Monsanto started as a chemical manufacturer, famous for developing saccharine, Agent Orange, and RoundUp. Over the years, they started developing and patenting GM-based seeds, after a US Supreme Court ruling in 1980. The company is well-aware of the public outcry surrounding its genetically-modified products, and does what it can to mitigate it. They suggest that farmers have a right to choose what kind of seeds they want to plant, and that laws precluding GMO-based crops are keeping said farmers from exercising that freedom. They also suggest that in light of the soon-coming food crisis that GM crops have incredible benefits in the future. The company has also been aggressive in its purchases of other seed companies, allowing it to widen its net on the agricultural market. Monsanto’s share of GM cord and soybeans is about 65%. These acquisitions have drawn the eye of antitrust regulators, but so far they haven’t had to make but a few concessions to them.
A large part of Monsanto’s profits come from the licensing of these seeds. This almost essentially creates a monopoly, but according to the article, does not truly constitute one, as even some of Monsanto’s competitors are actually licensees. And their business model requires farmers to buy fresh seed every year. Their “Violator Exclusion Policy” will actually deny farmers access to Monsanto’s seed and technology forever if they break any of the terms of the license agreement.
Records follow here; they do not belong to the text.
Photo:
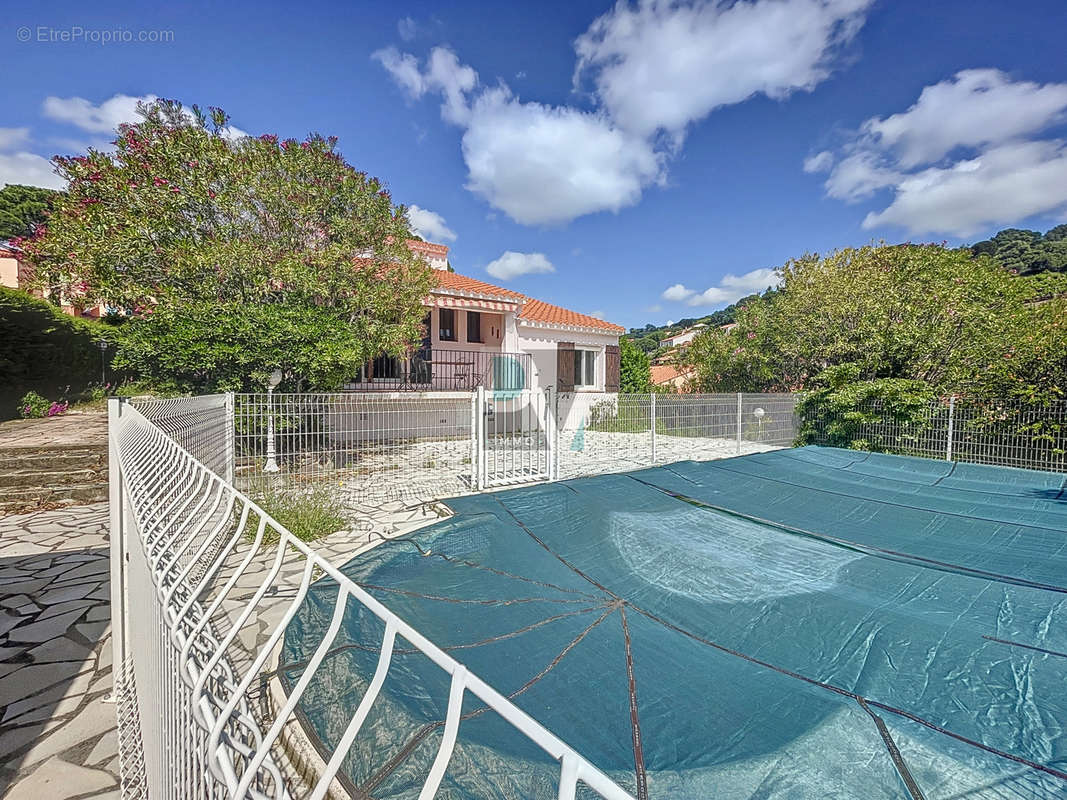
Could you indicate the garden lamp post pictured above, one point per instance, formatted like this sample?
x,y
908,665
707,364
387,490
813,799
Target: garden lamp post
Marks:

Monsanto is working hard to spin its business decisions into something positive. Or at least something that looks positive. They are attempting to make sure that the developing world still as access to its seed, but are still doubling down on increased productivity at whatever the cost. Maybe it’s because this technology is so relatively new, Monsanto’s quasi-monopoly, or that people don’t like companies all up in their food supply, but they still seem to have a long way to go.